On disclosed financials, CD&R is selling roughly half the Indicor portfolio for $5 billion after acquiring the entire portfolio at a $3.6 billion enterprise value four years ago. Private Equity Insights’ deal analysis places the implied multiple in the 12-14x EBITDA range, and the firm is on track for a 2.5–3.5x money multiple on its original equity once the remaining pumps-and-valves businesses exit separately. By current mid-market industrial-buyout standards, that performance is exceptional. The 2025-early 2026 period has been visibly difficult for PE industrial exits, with rising rates and compressed strategic-buyer multiples making clean exits hard to clear.
Roper, the original seller, also benefits. Per its 2022 announcement, its 49 percent minority interest entitles it to a proportional share of exit proceeds. Wednesday’s transaction returns material cash to Roper on top of the original $2.6 billion, providing useful side validation of its decision to divest the industrial businesses in favor of higher-multiple software operations.
Most strategic M&A coverage in 2026 has revolved around AI infrastructure and frontier-model distribution. TNW reported this week on Blackstone-KKR-Google AI tie-up talks, Blackstone’s $1.75 billion data-centre REIT IPO, the Anthropic services firm launch, and OpenAI’s $10 billion DeployCo close. The Ametek-Indicor deal is none of those, but its underlying customer base,semiconductor manufacturers, pharmaceutical producers, aerospace-and-defence integrators, and energy-sector operators,is exactly the cohort the AI build-out is feeding through the supply chain.
In this frame, Ametek represents one of the cleaner picks-and-shovels public-market positions in the AI-infrastructure trade, without ever describing itself in those terms.
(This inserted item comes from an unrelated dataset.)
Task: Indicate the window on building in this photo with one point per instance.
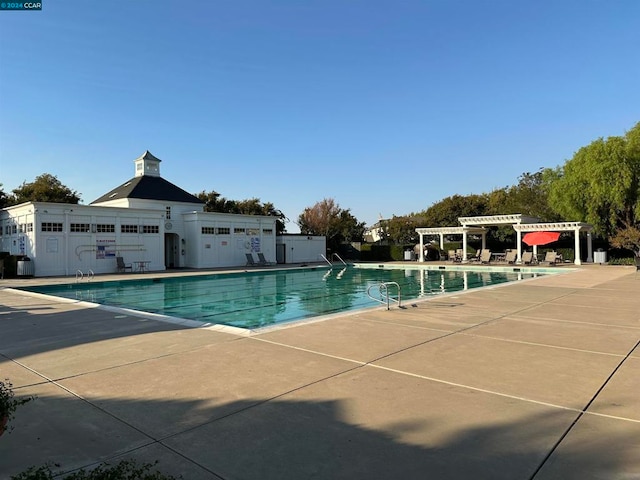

Samsung Electronics crossing $1 trillion on AI memory demand and STMicroelectronics’ $3 billion space-chip revenue target follow the same pattern. The instrumentation companies that test, measure, and validate the chips and process flows behind those numbers are beneficiaries of every part of the build-out simultaneously. The combined Ametek-plus-Indicor revenue base will approach $9 billion.
The deal is expected to close in the second half of 2026, subject to regulatory approval. CD&R will prepare the remaining pumps-and-valves businesses for a separate exit. Ametek will execute the integration in the same disciplined way it has executed its previous bolt-ons. None of this is glamorous. All of it, on the available evidence, compounds.